Estonian Mathematical Olympiad

Denote the value of the given expression by $k$. We know that $2024=2^3\cdot 11\cdot 23$ and $CC=C\cdot 11$. In a perfect square, all prime exponents are even. Thus one of the numbers $AB$, $BA$, $CC$ must be divisible by $23$. This cannot be $CC$, so let it be $AB$ without loss of generality (the other option is symmetrical). The two-digit multiples of $23$ are $23$, $46$, $69$ and $92$.

If $AB=23$, then $BA=32=2^5$, so $k=2^8\cdot 11^2\cdot 23^2\cdot C$. Then $k$ is a perfect square iff $C$ is a perfect square, meaning $C=1$, $C=4$ or $C=9$. The sum $A+B+C$ is $6$, $9$ or $14$ respectively.

If $AB=46$, then $BA=64=2^6$, so $k=2^{10}\cdot 11^2\cdot 23^2\cdot C$. Then $k$ is a perfect square iff $C$ is a perfect square, meaning $C=1$ or $C=9$ (the digit $4$ is already in use).
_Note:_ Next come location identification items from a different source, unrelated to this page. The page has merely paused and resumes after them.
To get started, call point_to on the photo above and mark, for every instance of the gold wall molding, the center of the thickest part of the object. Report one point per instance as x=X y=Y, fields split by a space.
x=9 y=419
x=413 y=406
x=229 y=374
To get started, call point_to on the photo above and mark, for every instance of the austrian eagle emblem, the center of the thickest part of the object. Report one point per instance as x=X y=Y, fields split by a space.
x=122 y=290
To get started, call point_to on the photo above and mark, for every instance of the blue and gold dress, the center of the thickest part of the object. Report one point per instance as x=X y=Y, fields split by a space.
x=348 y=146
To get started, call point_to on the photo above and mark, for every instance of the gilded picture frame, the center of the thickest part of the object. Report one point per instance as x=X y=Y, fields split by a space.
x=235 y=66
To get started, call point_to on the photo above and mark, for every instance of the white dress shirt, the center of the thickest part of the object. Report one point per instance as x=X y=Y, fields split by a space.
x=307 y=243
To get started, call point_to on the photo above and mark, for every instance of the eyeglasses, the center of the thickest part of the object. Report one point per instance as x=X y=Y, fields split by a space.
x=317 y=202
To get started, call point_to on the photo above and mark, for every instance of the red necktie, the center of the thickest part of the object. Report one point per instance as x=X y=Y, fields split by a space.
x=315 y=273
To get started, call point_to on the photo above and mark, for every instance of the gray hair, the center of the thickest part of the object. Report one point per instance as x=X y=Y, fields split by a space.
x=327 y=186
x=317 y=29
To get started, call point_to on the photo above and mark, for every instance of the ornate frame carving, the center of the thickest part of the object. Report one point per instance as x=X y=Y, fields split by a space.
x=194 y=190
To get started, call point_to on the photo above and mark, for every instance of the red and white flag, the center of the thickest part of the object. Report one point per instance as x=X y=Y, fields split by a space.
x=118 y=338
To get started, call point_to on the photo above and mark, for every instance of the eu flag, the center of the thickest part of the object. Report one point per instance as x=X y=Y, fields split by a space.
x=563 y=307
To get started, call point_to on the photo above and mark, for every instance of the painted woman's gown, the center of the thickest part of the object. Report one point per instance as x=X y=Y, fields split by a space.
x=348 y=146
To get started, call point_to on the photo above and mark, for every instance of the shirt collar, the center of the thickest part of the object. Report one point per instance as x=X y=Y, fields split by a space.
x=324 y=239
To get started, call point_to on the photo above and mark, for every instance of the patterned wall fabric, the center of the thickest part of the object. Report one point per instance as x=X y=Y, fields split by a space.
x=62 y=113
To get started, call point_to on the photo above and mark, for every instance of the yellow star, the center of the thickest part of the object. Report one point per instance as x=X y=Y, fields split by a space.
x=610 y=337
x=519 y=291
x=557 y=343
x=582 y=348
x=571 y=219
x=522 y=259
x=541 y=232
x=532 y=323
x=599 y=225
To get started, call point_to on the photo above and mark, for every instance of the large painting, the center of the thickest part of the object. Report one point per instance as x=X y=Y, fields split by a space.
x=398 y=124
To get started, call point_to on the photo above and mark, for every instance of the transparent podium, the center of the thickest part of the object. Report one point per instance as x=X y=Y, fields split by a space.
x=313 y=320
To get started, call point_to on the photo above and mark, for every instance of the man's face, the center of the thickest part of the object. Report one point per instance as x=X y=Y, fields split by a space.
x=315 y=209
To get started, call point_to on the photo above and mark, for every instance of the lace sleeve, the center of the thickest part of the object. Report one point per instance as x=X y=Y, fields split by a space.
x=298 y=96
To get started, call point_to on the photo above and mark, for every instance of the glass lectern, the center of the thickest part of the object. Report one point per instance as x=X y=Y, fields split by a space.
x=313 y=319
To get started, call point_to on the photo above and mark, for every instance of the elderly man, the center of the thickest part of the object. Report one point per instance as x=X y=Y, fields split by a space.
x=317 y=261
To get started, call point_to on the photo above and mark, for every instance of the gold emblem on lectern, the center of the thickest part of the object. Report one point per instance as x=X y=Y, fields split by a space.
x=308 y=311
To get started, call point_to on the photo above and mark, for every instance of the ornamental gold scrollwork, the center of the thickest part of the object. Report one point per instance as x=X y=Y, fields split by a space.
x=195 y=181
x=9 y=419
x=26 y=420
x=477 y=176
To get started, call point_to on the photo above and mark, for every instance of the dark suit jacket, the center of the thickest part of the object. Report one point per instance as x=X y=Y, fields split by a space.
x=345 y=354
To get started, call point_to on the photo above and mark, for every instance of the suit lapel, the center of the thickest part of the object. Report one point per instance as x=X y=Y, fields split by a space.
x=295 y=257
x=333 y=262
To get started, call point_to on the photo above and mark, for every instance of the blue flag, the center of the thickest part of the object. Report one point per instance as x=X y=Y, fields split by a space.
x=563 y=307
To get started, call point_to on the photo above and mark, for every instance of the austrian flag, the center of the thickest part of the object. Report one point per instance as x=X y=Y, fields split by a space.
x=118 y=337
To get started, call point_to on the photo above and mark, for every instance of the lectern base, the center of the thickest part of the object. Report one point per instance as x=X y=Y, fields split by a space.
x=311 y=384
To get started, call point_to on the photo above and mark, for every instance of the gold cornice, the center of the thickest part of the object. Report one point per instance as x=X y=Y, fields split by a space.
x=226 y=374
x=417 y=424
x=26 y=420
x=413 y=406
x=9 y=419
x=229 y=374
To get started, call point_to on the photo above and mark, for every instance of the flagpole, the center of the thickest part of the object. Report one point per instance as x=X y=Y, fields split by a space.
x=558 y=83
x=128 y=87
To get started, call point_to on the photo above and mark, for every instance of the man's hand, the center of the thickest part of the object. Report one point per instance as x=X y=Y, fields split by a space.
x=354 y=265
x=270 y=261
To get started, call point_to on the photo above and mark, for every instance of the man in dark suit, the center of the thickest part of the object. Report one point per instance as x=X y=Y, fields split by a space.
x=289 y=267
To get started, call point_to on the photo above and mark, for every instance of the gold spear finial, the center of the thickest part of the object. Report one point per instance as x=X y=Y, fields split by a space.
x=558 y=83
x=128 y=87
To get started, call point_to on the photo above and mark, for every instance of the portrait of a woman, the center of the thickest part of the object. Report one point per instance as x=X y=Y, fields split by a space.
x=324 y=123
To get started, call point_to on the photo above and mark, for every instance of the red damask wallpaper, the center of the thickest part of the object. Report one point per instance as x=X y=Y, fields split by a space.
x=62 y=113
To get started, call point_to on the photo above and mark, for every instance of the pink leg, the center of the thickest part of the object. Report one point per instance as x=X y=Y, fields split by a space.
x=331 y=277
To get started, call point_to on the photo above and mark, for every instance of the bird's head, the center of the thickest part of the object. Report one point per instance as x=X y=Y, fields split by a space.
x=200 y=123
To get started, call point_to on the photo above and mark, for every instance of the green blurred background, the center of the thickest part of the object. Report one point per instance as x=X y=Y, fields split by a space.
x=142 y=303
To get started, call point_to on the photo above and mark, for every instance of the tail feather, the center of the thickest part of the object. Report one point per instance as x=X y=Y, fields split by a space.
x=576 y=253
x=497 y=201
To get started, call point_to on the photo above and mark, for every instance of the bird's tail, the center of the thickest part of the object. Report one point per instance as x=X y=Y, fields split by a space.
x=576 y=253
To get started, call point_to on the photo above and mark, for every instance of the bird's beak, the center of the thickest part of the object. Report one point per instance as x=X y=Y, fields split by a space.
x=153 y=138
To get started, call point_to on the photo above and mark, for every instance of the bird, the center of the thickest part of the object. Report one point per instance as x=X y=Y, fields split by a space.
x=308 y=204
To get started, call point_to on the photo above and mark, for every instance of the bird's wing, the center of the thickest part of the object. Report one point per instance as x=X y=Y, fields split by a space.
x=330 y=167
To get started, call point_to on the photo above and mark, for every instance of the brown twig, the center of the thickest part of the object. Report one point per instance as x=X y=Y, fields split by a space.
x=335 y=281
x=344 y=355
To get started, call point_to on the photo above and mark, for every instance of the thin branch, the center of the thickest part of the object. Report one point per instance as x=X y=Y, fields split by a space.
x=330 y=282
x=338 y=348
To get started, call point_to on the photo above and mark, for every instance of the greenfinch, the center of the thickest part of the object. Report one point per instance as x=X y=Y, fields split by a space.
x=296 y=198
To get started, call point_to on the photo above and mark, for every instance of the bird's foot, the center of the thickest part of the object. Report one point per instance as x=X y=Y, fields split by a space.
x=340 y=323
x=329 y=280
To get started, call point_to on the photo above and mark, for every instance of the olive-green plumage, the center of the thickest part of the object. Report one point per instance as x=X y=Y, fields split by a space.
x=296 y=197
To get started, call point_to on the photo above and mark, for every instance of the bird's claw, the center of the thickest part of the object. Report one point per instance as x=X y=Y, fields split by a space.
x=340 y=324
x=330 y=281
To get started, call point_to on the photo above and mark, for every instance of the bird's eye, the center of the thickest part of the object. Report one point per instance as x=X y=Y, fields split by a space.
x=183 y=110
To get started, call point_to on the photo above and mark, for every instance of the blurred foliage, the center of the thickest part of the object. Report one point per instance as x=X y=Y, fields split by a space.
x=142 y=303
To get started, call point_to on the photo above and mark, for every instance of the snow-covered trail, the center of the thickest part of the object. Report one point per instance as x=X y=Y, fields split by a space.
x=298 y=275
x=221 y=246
The sum $A+B+C$ is $11$ or $19$ respectively.

If $AB=69$, then $BA=96=2^5\cdot 3$, so $k=2^8\cdot 3^2\cdot 11^2\cdot 23^2\cdot C$. Then $k$ is a perfect square iff $C$ is a perfect square, meaning $C=1$ or $C=4$ (the digit $9$ is already in use). The sum $A+B+C$ is $16$ or $19$ respectively.

If $AB=92$, then $BA=29$, so $k=2^5\cdot 11^2\cdot 23^2\cdot 29\cdot C$. This cannot be a perfect square, as $C$ cannot be divisible by $29$.

The sum $A+B+C$ can thus obtain $6$ different values ($19$ was present in two different cases).